The Season after Pentecost
sometimes called "Ordinary Time"
There's some marvelous hymnody by a man named Godfrey Thring (1823-1903).
He is the author hymn 454 in the Episcopal Hymnal 1982 "Jesus came, adored by angels". The original first line of this hymn is "Jesus came—the heavens adoring".
But this time of year I want to draw attention to his marvelous hymn for an Epiphany procession, "From the eastern mountains". The hymn is included in the English Hymnal of 1906. It contains numerous alliterative turns of phrase in the first part of the hymn.
With this much wordsmithing early on, the familiar "Jew and Gentile" and "heavenly home" really lose their punch. But the double whammy "nor sin nor sorrow" gives a final zing.
It's fun writing, I've never been to a service where it has been sung, and it matches marvelously to the Vaughan Williams tune KING'S WESTON.

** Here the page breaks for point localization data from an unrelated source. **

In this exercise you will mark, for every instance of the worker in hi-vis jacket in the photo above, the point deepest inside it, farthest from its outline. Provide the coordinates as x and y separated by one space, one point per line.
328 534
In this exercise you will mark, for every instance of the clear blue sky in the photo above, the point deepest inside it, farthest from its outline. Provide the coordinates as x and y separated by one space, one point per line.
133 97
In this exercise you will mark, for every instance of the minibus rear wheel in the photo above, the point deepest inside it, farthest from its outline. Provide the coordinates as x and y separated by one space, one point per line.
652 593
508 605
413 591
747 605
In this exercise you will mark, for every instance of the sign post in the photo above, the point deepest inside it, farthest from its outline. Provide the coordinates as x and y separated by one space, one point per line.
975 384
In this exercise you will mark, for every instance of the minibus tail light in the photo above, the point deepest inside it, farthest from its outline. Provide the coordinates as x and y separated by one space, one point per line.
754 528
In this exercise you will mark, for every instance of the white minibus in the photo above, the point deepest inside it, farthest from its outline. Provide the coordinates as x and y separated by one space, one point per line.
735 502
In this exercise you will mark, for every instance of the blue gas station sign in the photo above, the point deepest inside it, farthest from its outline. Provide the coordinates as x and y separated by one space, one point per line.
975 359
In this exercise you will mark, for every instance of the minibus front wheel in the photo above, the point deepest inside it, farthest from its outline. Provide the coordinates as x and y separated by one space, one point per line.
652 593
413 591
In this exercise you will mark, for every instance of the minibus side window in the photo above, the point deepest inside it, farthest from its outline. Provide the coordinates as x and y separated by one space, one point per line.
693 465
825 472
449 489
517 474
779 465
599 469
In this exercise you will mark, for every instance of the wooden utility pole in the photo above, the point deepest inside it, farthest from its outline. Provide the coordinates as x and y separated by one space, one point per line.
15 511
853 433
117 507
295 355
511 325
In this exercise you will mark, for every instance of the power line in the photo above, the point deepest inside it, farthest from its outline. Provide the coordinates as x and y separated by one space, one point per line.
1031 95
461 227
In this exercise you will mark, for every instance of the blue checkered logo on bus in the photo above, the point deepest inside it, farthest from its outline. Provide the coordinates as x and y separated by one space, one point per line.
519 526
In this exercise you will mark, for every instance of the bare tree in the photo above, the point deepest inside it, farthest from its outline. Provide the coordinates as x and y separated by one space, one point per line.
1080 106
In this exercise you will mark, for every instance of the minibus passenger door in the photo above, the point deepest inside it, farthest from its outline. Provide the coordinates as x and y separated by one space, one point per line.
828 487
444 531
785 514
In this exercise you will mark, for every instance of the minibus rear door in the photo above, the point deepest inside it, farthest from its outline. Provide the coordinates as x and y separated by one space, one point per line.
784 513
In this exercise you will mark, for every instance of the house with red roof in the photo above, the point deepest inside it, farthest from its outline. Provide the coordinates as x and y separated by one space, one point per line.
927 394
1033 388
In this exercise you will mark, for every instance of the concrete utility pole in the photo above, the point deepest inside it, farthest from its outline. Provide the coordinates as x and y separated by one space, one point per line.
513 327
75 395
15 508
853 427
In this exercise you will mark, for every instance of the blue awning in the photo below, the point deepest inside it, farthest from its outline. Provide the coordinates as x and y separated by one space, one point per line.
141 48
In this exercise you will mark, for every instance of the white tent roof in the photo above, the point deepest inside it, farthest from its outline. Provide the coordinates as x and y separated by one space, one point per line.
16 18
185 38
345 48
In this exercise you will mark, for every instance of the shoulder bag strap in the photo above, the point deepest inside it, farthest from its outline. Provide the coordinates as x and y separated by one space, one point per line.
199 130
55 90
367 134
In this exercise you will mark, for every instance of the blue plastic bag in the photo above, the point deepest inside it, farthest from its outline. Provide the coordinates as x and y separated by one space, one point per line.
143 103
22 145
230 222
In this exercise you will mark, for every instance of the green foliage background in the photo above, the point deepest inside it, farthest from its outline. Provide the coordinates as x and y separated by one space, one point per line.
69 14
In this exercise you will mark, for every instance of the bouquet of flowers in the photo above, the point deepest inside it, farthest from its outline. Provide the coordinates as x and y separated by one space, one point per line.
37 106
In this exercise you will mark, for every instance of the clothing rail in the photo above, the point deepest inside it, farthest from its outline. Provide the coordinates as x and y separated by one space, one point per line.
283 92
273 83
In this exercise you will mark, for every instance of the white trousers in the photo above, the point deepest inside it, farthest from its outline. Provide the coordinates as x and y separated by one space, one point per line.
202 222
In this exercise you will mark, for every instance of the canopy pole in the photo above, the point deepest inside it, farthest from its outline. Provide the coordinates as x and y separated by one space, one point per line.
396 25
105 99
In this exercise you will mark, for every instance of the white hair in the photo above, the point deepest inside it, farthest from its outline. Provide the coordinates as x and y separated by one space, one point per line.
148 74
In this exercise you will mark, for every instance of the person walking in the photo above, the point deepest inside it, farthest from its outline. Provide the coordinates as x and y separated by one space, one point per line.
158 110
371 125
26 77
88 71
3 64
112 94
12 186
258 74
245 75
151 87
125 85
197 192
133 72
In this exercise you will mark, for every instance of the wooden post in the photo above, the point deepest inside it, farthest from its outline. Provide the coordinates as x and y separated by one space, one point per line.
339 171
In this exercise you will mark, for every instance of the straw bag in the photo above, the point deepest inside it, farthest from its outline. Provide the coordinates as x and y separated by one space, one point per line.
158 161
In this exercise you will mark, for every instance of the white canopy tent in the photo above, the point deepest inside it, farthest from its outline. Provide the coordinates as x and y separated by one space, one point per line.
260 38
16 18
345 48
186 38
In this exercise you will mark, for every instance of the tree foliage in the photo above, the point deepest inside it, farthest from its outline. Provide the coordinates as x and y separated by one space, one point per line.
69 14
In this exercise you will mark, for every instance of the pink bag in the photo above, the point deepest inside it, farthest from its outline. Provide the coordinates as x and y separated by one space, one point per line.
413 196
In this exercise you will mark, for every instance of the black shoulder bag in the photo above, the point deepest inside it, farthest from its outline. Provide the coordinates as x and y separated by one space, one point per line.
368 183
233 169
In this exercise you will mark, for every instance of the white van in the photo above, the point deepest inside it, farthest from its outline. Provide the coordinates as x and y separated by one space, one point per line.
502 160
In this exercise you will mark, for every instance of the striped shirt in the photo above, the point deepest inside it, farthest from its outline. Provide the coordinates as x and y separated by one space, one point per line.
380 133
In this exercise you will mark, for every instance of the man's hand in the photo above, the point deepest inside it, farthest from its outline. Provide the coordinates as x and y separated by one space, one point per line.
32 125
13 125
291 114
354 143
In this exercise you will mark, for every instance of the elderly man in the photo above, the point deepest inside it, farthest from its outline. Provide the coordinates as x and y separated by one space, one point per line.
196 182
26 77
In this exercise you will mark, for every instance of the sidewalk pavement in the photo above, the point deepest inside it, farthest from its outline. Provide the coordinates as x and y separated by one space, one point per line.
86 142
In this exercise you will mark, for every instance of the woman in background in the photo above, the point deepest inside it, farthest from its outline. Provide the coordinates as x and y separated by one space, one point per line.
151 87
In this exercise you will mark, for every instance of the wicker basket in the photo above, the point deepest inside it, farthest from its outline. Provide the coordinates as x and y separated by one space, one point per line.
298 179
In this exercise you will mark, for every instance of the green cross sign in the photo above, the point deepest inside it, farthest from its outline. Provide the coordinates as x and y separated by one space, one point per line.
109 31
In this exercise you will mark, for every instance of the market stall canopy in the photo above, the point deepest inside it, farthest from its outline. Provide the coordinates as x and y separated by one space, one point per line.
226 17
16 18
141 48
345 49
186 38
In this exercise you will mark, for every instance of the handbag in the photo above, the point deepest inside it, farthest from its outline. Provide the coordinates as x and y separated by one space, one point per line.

From the eastern mountains, pressing on, they come, wise men in their wisdom, to his humble home; stirred by deep devotion, hasting from afar, ever journeying onward, guided by a star. There their Lord and Savior meek and lowly lay, wondrous Light that led them onward on their way, ever now to lighten nations from afar, as they journey homeward by that guiding star. Thou who in a manger once hast lowly lain, who dost now in glory o'er all kingdoms reign, gather in the heathen who in lands afar ne'er have seen the brightness of thy guiding star. Onward through the darkness of the lonely night, shining still before them with thy kindly light. Guide them, Jew and Gentile, homeward from afar, young and old together, by thy guiding Star. Until every nation, whether bond or free, 'neath thy starlit banner, Jesus, follows thee. O'er the distant mountains to that heavenly home, where nor sin nor sorrow evermore shall come.